A lei confere ao julgador certo grau de discricionariedade na análise das circunstâncias judiciais, sendo assim, o que deve ser avaliado é se a fundamentação exposta é proporcional e autoriza a fixação da pena-base no patamar escolhido. No caso dos autos, entendo que a pena merece retoque.
É pacífica a jurisprudência do Superior Tribunal de Justiça e do Supremo Tribunal Federal no sentido de que, inquéritos e processos penais em andamento, ou mesmo condenações ainda não transitadas em julgado, não podem ser negativamente valorados para fins de elevação da pena-base, sob pena de malferimento ao princípio constitucional da presunção de não culpabilidade. A propósito, esta é a orientação trazida pelo enunciado na Súmula 444 do STJ Corte: é vedada a utilização de inquéritos policiais e de ações penais em curso para agravar a pena-base.
Assim, utilizar outras prisões em flagrante do réu, sem prova de sua condenação, para afirmar que ele fazia do furto o seu meio de vida e, consequentemente, exasperar-se a pena-base, vai de encontro à orientação dos Tribunais Superiores.
Não fosse o suficiente, entendo que a "premeditação" e a "frieza" para realizar a subtração de uma televisão que estava no interior de uma agência bancária, trancada a chaves, são inerentes ao dolo exigido para configurar o delito de furto, motivo pelo qual não se admite que tal circunstância seja valorada para exasperar a pena-base.
Anota-se, por oportuno, que o simples fato de o réu dedicar-se ao consumo de álcool e drogas não é motivo suficiente para justificar a conclusão desfavorável acerca da sua culpa, como já decidiu reiteradamente o E. Superior Tribunal de Justiça: HC 155.230/SC, Rel. Min. Laurita Vaz, Quinta Turma, DJE 19.10.2011; HC 165.437/SP, Rel. min. Gilson Dipp, Quinta Turma, DJe 09.03.2011.

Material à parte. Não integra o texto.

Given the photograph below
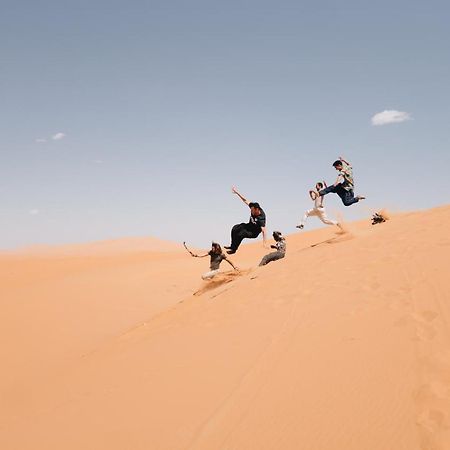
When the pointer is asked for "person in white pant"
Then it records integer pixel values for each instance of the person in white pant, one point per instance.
(318, 210)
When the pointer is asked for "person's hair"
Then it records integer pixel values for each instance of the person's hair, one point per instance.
(277, 235)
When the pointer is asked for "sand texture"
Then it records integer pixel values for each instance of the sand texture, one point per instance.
(342, 345)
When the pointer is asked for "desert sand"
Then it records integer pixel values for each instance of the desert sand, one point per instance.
(342, 345)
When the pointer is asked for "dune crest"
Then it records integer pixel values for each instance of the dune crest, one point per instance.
(342, 345)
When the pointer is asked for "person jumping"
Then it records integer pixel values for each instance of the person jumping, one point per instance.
(318, 210)
(250, 230)
(280, 247)
(344, 183)
(217, 256)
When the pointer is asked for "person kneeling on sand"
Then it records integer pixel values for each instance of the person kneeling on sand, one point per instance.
(280, 246)
(318, 210)
(217, 256)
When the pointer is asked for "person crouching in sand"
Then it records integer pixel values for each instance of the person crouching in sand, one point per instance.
(280, 246)
(217, 256)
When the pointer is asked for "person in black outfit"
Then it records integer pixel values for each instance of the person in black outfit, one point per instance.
(250, 230)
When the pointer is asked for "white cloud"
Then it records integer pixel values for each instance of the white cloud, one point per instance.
(390, 116)
(58, 136)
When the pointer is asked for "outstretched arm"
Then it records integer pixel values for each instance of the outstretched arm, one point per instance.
(339, 180)
(234, 191)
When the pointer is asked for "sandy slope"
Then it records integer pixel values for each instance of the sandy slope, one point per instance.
(344, 345)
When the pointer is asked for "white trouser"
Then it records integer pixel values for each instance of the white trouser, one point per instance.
(209, 275)
(320, 213)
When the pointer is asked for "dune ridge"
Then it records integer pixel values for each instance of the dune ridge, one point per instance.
(342, 345)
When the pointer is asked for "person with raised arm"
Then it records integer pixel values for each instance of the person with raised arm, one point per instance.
(344, 184)
(217, 256)
(251, 230)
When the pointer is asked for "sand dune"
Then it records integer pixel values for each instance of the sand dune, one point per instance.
(343, 345)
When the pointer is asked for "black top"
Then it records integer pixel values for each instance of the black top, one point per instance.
(259, 220)
(216, 259)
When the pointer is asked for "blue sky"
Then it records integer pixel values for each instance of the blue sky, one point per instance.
(162, 106)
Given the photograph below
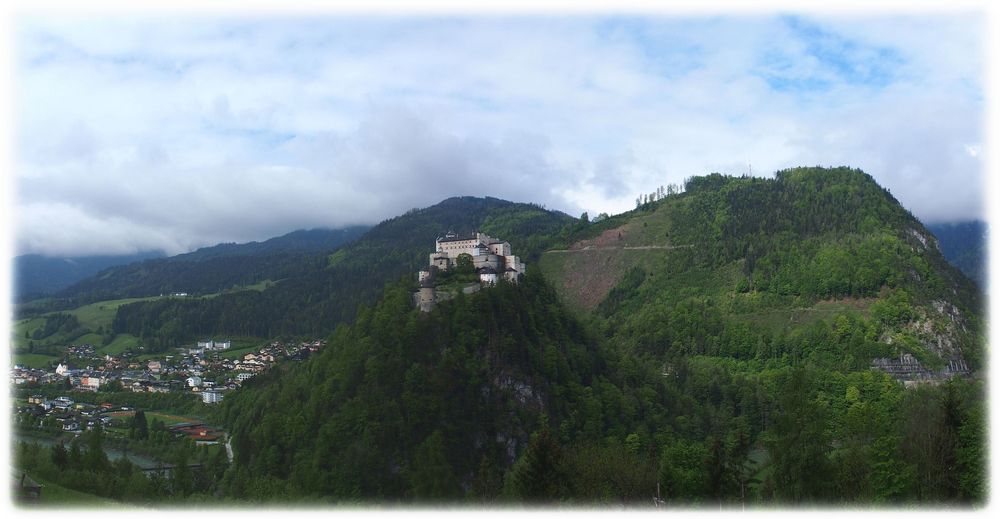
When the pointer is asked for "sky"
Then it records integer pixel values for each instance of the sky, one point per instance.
(134, 132)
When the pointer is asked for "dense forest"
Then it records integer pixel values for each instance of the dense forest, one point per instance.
(328, 290)
(205, 271)
(734, 366)
(36, 276)
(714, 347)
(964, 244)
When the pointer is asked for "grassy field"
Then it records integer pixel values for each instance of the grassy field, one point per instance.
(171, 419)
(33, 360)
(122, 342)
(776, 319)
(54, 496)
(102, 313)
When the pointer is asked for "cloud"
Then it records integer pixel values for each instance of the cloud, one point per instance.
(182, 132)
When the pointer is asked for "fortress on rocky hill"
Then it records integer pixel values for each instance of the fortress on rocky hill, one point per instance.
(491, 258)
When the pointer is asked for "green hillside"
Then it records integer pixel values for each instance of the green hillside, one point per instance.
(314, 301)
(713, 348)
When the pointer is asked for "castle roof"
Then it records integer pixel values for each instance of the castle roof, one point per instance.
(457, 237)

Deste modo, afastada a avaliação negativa de sua culpabilidade, fixa-se a pena-base do recorrente no patamar mínimo legal de 01 (um) ano de reclusão e pagamento de 10 (dez) dias-multa.
Segunda Fase
Na segunda fase, a magistrada sentenciante reconheceu a agravante genérica da reincidência (art. 61, I, CP), uma vez que o réu foi condenado nos autos nº 0106321-84.2015.8.26.0050 (fls. 172/176), com trânsito em julgado em 20.06.2016 (fl. 237, v.). Além disso, reconheceu-se a atenuante genérica da confissão espontânea, já que o increpado admitiu a prática delitiva.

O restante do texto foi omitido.